NOT FOR DISTRIBUTION TO US NEWSWIRE SERVICES OR FOR DISSEMINATION IN THE UNITED STATES
Redstar Gold Corp. (the "Company") announces that the private placement, previously announced February 23, 2005, has closed. The Company issued 3.0 million units at a price of $0.175 per unit to raise gross proceeds of $525,000.
Each Unit consists of one common share and one share purchase warrant exercisable for a period of two years from the date of closing. Each share purchase warrant is exercisable to purchase one common share at price of $0.25 in year one and $0.30 in year two. If the closing price of the Company's shares exceeds $0.35 in year one (after the expiry of all hold periods) or $0.45 in year two for 20 consecutive trading days, the share purchase warrants must be exercised within 30 days of notice thereof from the Company, or they will expire.
Quest Securities Corp. received 260,000 agent's warrants, where each warrant is exercisable for one share at a price of 25 cents per share in the first year and at a price of 30 cents per share in the second year. (The forced exercise provision does not apply.) Haywood Securities Inc. received 40,000 agent's warrants, where each warrant is exercisable for one share at a price of 25 cents per share in the first year and at a price of 30 cents per share in the second year. (The forced exercise provision does not apply.)

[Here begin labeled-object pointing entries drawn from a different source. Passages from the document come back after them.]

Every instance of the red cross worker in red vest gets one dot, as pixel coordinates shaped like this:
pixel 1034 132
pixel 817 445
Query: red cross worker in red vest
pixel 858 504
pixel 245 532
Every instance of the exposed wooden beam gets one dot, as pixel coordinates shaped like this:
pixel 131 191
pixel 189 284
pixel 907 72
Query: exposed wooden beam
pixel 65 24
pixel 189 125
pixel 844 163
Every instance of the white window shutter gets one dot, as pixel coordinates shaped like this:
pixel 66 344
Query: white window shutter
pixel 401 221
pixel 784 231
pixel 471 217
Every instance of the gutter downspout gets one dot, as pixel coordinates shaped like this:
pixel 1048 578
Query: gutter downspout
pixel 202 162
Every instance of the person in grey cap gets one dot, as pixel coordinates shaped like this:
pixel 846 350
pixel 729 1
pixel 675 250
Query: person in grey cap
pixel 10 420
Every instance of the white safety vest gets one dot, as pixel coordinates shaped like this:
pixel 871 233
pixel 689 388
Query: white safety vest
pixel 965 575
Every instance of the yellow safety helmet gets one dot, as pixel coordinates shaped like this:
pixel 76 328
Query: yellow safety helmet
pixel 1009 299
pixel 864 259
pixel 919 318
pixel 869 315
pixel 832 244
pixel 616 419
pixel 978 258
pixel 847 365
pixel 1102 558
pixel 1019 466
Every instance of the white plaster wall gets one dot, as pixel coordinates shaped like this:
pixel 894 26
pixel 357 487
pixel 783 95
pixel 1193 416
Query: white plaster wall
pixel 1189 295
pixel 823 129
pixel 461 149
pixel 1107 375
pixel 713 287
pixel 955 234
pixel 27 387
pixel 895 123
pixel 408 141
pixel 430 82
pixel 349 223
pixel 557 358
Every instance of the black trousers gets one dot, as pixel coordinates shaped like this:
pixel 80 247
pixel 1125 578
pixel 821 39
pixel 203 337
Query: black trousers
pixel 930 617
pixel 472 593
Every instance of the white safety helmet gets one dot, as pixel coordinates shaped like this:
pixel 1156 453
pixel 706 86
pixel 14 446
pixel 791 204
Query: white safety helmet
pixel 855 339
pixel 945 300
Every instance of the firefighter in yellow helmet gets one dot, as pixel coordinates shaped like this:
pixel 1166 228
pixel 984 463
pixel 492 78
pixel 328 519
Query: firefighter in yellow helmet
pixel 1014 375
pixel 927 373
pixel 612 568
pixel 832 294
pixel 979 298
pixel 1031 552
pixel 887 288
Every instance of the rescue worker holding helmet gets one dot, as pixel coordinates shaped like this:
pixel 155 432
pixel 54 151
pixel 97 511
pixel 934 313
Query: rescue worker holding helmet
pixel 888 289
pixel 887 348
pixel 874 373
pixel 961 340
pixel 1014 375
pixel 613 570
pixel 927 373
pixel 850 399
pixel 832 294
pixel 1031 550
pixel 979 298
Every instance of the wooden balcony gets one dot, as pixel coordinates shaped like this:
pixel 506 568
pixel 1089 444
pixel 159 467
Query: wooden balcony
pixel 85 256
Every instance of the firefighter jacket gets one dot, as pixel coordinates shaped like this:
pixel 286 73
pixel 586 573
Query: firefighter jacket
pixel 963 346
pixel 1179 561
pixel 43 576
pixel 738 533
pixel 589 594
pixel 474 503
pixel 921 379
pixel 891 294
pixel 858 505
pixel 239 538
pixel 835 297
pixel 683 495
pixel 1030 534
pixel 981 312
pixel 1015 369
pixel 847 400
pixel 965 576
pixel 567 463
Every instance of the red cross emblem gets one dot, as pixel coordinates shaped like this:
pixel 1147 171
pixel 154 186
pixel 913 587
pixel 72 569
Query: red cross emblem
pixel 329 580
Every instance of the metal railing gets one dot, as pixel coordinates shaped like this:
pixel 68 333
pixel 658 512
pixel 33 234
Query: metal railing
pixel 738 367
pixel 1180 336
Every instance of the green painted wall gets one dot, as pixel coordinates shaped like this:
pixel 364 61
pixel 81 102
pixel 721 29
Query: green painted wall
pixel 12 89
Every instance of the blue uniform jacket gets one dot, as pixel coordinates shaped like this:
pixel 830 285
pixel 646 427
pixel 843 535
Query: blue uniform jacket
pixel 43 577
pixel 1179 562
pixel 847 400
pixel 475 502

The net proceeds from the private placement will be used for generating projects from the Company's Nevada geological database, exploration on the Company's Red Lake properties, and working capital purposes.
On Behalf of the Board,
REDSTAR GOLD CORP.
The TSX Venture Exchange has not reviewed and does not accept the responsibility for the adequacy or the accuracy of this news release.